When working on a collaborative project, the benefits of sharing files between users quickly becomes apparent. A method has to be found that is supported by the group's collective infrastructure, that works for all members of the collaborative group, and that is (hopefully) efficient, user-friendly, and secure. This article is meant to help scope the file sharing needs of a project and find a method that meets the needs of the project, and all parties involved, without adding undue administrative or technical overhead. This article considers email, FTP, remote disks, and WebDAV as file sharing solutions.

Email, while not a file sharing technology in a strict sense, is so widely used for file transfers that it deserves some mention here. Email is a useful tool because it is ubiquitous, familiar, and in the foreground of many users' work routines. When used to transfer files, email also adds the advantage of adding context to the file, in the form of the email message body. When dealing with small, static files and small groups of recipients, email is a good choice for transferring files. However, email lacks scalability. Large attachments sent to many users can cause clutter to build up quickly. For this reason, many email services limit the size of attached files. Collaboration over email can also be difficult - with many users mass-emailing out revisions to a file, it can be hard to keep track of which, if any, is the authoritative version. Finally, emailed files don't live in a shared space. If a new user wants to start collaborating on a file, the user must first get someone who already has the file to email it out.

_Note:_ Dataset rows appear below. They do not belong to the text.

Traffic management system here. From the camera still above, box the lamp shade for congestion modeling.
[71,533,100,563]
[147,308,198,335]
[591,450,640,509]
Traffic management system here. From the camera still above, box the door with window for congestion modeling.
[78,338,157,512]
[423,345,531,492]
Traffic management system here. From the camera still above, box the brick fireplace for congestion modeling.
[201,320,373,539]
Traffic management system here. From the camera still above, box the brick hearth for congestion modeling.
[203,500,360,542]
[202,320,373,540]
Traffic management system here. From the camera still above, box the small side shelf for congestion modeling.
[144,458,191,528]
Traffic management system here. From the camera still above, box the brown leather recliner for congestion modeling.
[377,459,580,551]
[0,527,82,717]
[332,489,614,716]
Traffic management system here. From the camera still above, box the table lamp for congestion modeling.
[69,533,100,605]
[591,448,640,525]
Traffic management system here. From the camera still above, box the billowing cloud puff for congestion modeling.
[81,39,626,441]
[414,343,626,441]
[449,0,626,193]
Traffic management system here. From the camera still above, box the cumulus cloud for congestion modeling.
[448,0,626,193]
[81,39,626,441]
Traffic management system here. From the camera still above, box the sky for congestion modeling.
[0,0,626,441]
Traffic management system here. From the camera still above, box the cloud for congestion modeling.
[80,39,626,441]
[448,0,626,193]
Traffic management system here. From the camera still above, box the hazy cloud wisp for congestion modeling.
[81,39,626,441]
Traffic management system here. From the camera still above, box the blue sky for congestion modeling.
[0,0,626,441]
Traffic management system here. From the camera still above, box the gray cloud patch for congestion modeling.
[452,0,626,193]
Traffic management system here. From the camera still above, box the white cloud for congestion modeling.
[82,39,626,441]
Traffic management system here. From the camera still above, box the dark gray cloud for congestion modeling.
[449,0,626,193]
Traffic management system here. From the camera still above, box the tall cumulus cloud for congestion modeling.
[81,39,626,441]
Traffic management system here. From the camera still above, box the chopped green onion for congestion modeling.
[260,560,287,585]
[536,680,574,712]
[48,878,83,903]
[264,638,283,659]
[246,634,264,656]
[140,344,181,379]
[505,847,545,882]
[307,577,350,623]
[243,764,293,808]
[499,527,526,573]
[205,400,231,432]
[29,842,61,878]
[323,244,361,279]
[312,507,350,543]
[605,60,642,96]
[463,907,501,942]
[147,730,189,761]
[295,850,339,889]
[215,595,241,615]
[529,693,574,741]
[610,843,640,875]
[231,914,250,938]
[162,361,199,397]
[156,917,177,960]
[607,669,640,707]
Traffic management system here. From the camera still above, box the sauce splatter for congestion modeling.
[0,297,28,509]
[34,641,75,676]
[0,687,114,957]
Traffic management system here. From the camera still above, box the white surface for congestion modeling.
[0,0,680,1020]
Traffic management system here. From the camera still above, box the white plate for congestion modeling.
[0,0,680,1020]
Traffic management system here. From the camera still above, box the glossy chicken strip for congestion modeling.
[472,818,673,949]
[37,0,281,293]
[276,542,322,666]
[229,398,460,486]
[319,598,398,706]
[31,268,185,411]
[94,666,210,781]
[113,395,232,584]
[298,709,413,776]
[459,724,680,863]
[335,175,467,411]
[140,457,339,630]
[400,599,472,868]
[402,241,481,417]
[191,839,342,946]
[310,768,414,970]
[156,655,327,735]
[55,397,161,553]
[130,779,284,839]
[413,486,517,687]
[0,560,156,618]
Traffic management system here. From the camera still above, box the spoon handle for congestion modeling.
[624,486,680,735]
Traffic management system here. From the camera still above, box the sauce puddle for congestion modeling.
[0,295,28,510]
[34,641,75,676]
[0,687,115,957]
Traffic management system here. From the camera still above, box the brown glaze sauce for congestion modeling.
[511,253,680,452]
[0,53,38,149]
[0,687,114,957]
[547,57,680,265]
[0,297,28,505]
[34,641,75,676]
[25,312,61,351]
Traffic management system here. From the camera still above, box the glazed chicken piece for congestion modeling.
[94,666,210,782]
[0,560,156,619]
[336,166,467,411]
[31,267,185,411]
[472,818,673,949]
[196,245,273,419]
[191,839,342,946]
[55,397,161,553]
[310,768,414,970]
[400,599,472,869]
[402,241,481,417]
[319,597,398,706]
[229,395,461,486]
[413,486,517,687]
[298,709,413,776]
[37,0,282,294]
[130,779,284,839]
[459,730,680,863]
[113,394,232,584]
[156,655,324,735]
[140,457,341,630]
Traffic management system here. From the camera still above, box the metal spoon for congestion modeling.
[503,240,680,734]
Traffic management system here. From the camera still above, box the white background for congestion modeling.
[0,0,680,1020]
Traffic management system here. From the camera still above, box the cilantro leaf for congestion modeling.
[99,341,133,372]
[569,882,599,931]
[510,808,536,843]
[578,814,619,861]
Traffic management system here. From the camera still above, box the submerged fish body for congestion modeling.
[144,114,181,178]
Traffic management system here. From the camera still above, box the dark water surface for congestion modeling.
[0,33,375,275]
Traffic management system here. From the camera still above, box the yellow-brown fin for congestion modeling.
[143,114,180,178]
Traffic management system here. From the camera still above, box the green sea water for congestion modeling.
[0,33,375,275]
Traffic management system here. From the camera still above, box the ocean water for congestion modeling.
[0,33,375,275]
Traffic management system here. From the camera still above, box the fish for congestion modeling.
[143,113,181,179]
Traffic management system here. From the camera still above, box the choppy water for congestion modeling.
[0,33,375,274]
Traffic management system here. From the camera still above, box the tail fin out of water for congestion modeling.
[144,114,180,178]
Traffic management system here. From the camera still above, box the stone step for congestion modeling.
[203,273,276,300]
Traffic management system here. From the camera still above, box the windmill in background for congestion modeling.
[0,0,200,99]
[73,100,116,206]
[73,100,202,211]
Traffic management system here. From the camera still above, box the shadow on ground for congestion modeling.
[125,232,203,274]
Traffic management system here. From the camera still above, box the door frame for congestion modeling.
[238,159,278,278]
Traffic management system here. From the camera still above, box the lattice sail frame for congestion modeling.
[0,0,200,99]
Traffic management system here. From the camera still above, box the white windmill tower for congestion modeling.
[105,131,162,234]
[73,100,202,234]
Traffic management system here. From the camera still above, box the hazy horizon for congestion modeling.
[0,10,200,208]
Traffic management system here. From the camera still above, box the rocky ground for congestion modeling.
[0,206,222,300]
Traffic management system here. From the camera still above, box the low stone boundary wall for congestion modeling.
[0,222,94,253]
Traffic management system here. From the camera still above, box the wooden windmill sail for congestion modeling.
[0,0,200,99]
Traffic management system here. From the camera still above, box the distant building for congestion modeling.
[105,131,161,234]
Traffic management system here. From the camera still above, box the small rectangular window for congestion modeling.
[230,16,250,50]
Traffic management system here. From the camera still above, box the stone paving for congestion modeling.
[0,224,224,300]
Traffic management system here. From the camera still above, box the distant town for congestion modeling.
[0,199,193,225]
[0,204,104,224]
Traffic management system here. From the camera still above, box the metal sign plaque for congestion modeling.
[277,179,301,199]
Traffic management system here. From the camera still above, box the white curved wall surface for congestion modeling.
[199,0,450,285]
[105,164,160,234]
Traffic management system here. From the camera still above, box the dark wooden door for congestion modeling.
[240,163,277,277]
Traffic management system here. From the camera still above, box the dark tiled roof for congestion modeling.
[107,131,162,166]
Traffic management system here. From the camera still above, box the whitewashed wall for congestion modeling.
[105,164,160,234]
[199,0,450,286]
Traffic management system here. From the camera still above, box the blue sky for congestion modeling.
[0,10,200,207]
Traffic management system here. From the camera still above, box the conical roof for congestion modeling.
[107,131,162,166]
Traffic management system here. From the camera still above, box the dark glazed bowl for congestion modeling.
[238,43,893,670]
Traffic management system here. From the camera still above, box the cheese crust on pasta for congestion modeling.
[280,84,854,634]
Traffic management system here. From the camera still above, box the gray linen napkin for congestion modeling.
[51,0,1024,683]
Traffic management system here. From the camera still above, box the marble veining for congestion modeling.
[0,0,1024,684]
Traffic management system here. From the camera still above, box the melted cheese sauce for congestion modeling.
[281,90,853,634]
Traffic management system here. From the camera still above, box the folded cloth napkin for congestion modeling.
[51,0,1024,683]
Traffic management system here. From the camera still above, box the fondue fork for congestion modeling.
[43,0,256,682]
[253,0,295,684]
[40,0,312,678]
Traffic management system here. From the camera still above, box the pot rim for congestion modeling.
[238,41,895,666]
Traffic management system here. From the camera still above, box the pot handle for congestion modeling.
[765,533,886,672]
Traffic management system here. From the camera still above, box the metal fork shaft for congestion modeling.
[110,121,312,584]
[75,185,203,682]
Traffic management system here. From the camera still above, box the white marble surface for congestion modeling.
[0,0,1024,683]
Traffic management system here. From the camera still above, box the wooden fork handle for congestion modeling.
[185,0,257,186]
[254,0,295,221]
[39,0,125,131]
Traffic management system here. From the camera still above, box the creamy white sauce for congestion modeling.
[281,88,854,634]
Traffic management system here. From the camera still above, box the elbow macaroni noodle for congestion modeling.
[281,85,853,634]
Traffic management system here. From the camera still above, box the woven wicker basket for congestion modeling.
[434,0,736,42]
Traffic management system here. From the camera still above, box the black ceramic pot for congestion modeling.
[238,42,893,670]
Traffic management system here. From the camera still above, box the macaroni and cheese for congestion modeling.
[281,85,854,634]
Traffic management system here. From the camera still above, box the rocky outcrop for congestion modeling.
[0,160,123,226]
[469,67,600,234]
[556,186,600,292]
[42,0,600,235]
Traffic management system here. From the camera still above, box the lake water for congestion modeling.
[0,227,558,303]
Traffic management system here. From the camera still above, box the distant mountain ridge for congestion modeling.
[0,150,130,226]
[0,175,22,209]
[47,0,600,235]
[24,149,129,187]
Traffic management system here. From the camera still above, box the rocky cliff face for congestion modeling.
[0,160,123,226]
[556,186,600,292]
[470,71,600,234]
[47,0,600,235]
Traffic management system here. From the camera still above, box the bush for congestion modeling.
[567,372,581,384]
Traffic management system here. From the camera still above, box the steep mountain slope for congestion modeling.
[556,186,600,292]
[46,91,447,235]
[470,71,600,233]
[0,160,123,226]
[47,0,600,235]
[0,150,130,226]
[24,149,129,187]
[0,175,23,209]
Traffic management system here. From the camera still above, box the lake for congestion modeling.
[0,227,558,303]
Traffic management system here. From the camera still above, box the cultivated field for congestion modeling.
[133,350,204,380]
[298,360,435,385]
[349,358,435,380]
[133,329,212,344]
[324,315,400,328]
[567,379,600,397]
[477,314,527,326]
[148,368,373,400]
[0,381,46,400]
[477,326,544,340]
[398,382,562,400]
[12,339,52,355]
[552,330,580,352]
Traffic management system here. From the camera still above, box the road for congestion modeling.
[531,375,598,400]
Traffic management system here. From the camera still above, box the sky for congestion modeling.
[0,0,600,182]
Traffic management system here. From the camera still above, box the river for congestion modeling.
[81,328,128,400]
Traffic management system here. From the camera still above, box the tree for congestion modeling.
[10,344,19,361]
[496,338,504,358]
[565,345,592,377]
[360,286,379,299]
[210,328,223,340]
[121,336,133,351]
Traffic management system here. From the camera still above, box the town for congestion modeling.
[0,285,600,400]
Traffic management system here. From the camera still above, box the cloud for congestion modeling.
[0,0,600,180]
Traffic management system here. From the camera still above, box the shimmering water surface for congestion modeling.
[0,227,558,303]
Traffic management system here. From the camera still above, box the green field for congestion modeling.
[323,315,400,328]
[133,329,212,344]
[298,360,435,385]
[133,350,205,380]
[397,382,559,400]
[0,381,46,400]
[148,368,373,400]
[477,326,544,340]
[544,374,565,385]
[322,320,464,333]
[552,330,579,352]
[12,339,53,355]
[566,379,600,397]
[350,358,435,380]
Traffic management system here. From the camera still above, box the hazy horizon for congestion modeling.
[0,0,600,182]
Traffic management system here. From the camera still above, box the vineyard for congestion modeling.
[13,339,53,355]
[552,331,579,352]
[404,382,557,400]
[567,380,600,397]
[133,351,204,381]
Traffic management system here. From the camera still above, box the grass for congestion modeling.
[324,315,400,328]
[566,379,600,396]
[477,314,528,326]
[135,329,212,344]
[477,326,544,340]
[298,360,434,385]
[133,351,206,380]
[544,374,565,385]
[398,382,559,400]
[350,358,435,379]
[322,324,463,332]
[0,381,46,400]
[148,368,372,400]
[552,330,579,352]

Another popular method of sharing files is via FTP, the file transfer protocol. Like email clients, FTP clients run the range from simple text-based clients to slick, stylish graphical interfaces. They all provide the same basic functionality - a way to move files to and from a central server. Because there is a centralized repository, there is one authoritative 'master copy' of the file being shared. A user with access to an FTP server and the proper permissions can actively find any file they are looking for; the user does not need to passively wait for someone else to send the file out. This, combined with the fact that FTP is widely supported on all platforms, makes FTP a good way to move large files between groups of users. Although storage of files is centralized with FTP, editing is done locally. In addition to being time-consuming, the upload/download mechanic means that at any time, many version of a file may exist on individual users' computers. If one user forgets to upload after making an edit, other collaborators may miss an important change.

Remote disks (also known as network drives, network volumes, sharepoints, and many other terms) are extremely useful for file sharing, especially in a collaborative environment. The exact protocols used to access remote disks vary depending on both the server and client platforms - for example, the SMB protocol is used in Windows networks, whereas AFP is more common in Macintosh networks - but they all share certain properties. Remote disks provide a centralized storage location for files, and share many of the benefits of FTP. The main difference is that remote disks, once accessed, can be treated just like local disks. This means a user can edit and interact with files in place, making the work experience smoother than with FTP, especially when working on projects consisting of multiple files. There is no upload/download or send/receive step to take up time and spread file versions around to many clients. This also means that users need to be more careful about not overwriting each others work - because edits are not done locally, any changes made to a file will overwrite the previous version. Version control and/or backup software are often used with remote disks to mitigate this problem. Another issue is that clients on many different platforms might be connecting to the same remote disk. Many applications and operating systems can leave behind special system files - for example, .DS_Store files on Macintosh OS - that have no meaning on other platforms and show up as useless clutter. This can be mitigated or prevented with the correct client settings, but this requires some extra attention from system administrators. If multiple file sharing protocols are implemented on a single server, as is often the case, system administrator overhead can increase and system security can decrease, as multiple ports must be opened.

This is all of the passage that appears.